Combating diarrhoeal infections by targeting secreted toxins from pathogenic Escherichia coli strains (#54)

Akila Pilapitiya 1 , Jason Paxman 1 , Begoña Heras 1
  1. Department of Biochemistry and Genetics, La Trobe Institute for Molecular Science, La Trobe University, Melbourne, VIC 3086, Australia

Introduction:

Diarrhoeal diseases mostly attributable to pathogenic E. coli cause almost 1.5 million deaths annually, comprising 35% of all deaths due to bacterial infections. Both enteropathogenic E. coli (EPEC) and enteroaggregative E. coli (EAEC) are common diarrhoeal pathogens. A common feature that increases the pathogenicity of EPEC and EAEC is the secretion of high-molecular-weight toxins known as serine protease autotransporters of Enterobacteriacea (SPATES). EspC and Pet are two of these SPATEs which bind and enter epithelial cells to cause cytotoxic damage during infections. However, the molecular details of how these SPATEs recognize and enter epithelial cells is unknown.

Hypothesis & Aim:

To determine the structures of both the EspC and Pet toxins and define their mechanisms of action for the development of antimicrobials that target these toxins.

Methodology:

A cross-disciplinary approach by combining cutting edge techniques in structural biology, microbiology and molecular biology.

Results & Conclusions:

I have determined the first crystal structure of EspC and functionally characterized its serine protease activity. Importantly, this toxin displays some structural differences and activity profile to that of the other SPATEs. Using this information, I wish to understand how this toxin hijacks the bacterial type III secretion system to specifically enter intestinal enterocytes to cause tissue destruction and disease.

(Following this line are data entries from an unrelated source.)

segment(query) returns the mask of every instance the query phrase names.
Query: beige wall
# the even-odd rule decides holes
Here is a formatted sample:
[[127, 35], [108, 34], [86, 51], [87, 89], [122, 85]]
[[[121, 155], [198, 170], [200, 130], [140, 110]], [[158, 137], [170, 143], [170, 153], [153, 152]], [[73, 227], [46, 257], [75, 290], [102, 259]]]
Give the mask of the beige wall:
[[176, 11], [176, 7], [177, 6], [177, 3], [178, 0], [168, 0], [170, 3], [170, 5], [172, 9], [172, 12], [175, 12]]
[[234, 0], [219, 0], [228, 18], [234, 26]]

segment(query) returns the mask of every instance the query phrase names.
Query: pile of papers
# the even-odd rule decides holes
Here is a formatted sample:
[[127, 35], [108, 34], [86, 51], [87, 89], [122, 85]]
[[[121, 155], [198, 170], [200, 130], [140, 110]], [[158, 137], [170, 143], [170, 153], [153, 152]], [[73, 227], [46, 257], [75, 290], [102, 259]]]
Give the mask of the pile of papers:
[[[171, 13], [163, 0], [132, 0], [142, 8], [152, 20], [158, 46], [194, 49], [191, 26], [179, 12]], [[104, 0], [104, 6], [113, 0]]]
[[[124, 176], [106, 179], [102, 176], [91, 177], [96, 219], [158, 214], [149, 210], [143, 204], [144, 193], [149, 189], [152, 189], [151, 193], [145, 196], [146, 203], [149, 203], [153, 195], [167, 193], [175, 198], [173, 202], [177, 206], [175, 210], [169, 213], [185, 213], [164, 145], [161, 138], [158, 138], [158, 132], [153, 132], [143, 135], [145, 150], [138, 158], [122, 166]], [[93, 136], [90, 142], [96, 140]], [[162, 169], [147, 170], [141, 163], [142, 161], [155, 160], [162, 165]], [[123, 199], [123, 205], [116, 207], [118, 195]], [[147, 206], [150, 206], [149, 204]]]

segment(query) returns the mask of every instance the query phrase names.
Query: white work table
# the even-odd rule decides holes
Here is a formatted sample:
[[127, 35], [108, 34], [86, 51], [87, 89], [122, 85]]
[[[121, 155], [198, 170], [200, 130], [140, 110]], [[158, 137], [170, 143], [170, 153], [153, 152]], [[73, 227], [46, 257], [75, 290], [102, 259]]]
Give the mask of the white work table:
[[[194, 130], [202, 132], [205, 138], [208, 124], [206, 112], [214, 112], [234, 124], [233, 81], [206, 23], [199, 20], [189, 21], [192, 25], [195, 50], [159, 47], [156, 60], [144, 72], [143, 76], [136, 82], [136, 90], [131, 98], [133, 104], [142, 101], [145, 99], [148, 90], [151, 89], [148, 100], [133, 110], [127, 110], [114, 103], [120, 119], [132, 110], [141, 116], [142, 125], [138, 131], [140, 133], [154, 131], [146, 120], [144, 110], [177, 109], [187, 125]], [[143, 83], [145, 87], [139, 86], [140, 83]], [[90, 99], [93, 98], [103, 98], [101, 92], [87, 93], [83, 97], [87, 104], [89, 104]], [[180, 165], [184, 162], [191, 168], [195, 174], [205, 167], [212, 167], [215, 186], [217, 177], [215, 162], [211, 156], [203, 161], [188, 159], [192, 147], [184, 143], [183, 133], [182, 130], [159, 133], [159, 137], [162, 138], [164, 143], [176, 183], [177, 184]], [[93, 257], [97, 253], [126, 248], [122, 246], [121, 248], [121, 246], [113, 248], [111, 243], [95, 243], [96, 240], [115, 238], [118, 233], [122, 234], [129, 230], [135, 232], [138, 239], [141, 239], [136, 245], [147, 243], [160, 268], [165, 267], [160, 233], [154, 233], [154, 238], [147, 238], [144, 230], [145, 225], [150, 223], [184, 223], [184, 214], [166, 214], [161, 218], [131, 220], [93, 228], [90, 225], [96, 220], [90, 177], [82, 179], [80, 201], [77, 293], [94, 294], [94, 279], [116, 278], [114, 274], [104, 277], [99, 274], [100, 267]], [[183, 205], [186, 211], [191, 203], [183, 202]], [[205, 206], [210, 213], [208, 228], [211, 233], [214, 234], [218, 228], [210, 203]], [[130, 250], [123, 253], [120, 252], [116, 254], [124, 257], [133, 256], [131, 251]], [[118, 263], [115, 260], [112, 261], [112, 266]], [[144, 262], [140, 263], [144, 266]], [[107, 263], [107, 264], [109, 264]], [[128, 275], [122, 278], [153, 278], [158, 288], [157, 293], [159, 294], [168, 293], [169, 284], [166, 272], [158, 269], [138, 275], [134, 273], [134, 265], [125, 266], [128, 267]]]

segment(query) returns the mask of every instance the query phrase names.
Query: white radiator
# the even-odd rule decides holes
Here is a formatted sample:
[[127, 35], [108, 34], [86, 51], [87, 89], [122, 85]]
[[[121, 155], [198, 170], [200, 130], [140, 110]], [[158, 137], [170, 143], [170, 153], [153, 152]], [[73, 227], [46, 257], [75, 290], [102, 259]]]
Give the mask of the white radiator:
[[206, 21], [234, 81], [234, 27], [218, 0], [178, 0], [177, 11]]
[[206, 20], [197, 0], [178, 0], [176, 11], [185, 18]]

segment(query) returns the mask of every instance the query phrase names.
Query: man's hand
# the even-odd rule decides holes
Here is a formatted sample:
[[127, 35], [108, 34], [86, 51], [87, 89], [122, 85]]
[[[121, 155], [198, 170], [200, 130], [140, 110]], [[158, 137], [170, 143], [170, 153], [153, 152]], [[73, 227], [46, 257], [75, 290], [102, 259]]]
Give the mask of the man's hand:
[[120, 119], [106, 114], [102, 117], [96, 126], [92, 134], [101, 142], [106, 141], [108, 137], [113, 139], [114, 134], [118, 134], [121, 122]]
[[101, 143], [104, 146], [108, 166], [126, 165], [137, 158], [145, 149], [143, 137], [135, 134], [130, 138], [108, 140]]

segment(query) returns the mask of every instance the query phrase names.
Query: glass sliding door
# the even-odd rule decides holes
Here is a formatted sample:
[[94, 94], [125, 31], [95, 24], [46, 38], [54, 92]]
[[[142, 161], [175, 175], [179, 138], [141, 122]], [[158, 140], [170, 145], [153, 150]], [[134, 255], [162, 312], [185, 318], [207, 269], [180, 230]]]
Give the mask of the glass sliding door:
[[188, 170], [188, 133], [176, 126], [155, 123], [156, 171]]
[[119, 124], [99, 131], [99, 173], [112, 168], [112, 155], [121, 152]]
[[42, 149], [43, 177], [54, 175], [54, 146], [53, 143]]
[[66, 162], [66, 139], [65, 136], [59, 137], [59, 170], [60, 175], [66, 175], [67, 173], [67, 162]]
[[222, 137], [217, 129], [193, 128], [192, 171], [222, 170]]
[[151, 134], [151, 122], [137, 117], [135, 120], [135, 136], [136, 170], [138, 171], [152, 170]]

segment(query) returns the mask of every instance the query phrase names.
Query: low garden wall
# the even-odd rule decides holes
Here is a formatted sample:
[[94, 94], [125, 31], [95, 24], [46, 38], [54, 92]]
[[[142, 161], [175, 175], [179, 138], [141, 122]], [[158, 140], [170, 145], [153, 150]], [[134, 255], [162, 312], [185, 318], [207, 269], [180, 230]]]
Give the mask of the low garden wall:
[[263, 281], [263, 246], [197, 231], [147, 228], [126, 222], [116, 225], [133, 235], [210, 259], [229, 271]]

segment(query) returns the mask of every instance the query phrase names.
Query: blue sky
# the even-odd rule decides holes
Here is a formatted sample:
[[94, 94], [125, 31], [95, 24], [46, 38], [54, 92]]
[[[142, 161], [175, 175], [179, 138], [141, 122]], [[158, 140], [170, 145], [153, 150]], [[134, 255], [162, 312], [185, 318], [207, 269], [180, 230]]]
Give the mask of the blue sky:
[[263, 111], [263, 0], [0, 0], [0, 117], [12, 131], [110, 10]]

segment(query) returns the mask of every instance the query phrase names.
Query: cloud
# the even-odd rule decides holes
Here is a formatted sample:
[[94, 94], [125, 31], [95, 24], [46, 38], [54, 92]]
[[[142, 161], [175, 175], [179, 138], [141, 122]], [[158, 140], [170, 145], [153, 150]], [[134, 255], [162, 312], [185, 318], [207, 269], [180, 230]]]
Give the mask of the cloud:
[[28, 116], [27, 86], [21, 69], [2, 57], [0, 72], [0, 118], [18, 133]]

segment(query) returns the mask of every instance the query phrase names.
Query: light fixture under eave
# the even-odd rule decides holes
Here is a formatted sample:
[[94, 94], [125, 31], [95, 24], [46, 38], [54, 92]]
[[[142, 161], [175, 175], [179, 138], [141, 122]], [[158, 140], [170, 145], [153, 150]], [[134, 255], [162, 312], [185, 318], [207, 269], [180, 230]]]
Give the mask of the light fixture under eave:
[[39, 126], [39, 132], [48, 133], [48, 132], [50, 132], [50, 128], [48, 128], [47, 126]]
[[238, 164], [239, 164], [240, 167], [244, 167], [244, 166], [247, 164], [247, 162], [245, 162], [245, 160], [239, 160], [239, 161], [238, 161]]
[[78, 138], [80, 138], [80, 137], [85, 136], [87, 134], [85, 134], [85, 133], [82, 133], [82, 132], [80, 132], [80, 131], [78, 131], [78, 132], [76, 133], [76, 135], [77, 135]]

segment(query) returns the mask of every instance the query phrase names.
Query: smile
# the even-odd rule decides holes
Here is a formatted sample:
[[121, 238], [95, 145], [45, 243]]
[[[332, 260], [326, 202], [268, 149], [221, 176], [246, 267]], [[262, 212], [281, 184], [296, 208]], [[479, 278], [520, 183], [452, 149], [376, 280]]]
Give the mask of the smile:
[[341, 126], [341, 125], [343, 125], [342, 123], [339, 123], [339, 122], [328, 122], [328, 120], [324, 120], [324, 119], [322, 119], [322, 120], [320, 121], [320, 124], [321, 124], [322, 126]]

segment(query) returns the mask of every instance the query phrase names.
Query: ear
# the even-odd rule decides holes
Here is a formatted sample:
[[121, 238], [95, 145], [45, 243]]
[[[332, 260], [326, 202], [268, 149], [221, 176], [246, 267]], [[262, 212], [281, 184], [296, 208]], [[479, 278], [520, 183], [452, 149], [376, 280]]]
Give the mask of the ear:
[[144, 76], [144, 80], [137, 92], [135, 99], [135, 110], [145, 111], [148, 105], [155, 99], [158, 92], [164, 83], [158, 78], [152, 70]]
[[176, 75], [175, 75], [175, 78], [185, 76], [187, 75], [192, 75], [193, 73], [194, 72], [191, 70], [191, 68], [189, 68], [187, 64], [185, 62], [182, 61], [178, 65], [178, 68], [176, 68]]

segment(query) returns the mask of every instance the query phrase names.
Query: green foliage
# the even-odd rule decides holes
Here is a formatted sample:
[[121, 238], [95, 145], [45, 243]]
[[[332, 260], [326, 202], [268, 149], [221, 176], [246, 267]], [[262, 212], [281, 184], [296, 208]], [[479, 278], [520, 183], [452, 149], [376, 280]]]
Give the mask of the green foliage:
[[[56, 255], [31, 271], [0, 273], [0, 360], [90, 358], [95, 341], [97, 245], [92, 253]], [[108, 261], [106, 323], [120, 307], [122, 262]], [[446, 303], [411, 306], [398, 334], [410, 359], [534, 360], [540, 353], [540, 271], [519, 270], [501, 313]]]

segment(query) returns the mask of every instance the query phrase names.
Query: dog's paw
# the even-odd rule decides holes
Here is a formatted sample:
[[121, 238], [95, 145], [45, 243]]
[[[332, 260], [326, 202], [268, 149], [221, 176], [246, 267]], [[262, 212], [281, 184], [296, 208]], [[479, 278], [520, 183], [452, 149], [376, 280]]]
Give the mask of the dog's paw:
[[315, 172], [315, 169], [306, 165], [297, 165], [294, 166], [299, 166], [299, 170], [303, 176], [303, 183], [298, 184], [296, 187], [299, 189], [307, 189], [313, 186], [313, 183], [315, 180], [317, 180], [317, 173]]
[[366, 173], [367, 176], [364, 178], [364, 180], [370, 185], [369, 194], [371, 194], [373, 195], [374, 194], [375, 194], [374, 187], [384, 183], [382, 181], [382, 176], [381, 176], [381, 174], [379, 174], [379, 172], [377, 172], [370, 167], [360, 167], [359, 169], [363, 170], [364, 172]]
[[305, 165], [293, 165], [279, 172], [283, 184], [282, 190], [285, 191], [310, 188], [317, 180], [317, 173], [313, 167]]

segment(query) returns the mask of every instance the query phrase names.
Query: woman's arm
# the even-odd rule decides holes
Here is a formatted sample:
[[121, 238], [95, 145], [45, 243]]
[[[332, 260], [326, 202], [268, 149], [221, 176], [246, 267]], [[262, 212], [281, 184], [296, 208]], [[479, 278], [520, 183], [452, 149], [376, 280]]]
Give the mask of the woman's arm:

Importantly, I am also working to understand how to inhibit the SPATE toxins in the development of antimicrobials. To this end I have also determined the EspC structure in complex with an inhibitor and confirmed in vitro its inactivation. This first structure of an inhibitor bound SPATE is revealing important molecular details for the structure based drug design of further inhibitors. In addition, I have also obtained diffracting crystals of the SPATE Pet in complex with bound inhibitor. Overall, my research is increasing the understanding of these important toxins and will lead to the development of antimicrobials to treat diarrhoeal diseases.